What is a Stem Cell? Part 2
Stem Cells for Orthopedic injuries
Last time we introduced the concept of multipotent or “adult stem cells” as the ones we use to treat orthopedic injuries. There is a more specific name for these, coined by Dr. Arnold Caplan in 1991 “Mesenchymal Stem Cells” or MSCs for short. Then, in 2017 Dr. Caplan chose to label these cells “Medicinal signaling cells” to further describe their actions. He states that this name “more accurately reflects the fact that these cells home in on sites of injury or disease and secrete bioactive factors that are immunomodulatory and trophic (regenerative) meaning that these cells make therapeutic drugs in the body that are medicinal. It is, indeed, the patient’s own site-specific and tissue-specific resident stem cells that construct the new tissue as stimulated by the bioactive factors secreted by the exogenously supplied MSCs.”
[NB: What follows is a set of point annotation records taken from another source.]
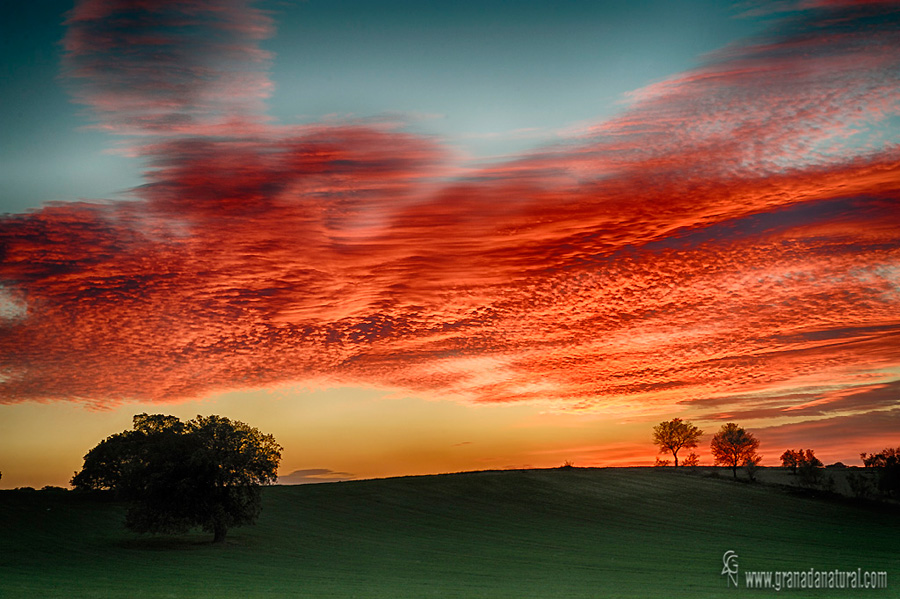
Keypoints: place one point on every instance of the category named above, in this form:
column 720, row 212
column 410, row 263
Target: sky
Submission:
column 410, row 237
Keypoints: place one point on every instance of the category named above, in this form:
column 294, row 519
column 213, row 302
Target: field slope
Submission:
column 544, row 533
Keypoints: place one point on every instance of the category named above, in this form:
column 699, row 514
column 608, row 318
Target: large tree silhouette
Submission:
column 674, row 434
column 179, row 475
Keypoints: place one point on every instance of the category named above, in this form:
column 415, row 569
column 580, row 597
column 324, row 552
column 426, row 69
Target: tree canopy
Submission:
column 179, row 475
column 674, row 434
column 733, row 446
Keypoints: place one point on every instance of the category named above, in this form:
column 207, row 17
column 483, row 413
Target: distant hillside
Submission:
column 541, row 533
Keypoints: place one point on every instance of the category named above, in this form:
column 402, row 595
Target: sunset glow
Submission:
column 723, row 245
Why would we use MSCs for Orthopedics? MSCs help contruct the types of tissue we are interested in – bone, cartilage, fat, muscle, connective tissue, and blood vessels. This works out great because not only are they available for us to get in an adult, but they are targeted for the exact type of injuries and causes of pain that we are most often trying to treat.
Bone vs. Fat Harvest
Where should we get them? This debate is ongoing, but we know they exist in the highest numbers in bone marrow and fat. Some people argue that we should take these cells from fat, but most of them are located in a special part of the fat called the SVF (stromal vascular fraction). The only problem is: we cannot get to this part of the fat unless we change or alter the fat using a chemical to digest it. Because of this, the FDA does not allow us to use this source in the US unless it is through a clinical trial.
We know the MSC’s make up only 0.001% to 0.01% of the cells in the bone marrow, but we know most of them live in the back of the hip bone. So how do we get enough of them? After numbing a patient so they do not feel any pain, we take these cells from the back of the hip bone (posterior iliac crest) and put them in a special machine (centrifuge) that spins at incredibly fast speeds. This separates out the cells we don’t want and packs the good cells that we do into a layer in the middle of the tube.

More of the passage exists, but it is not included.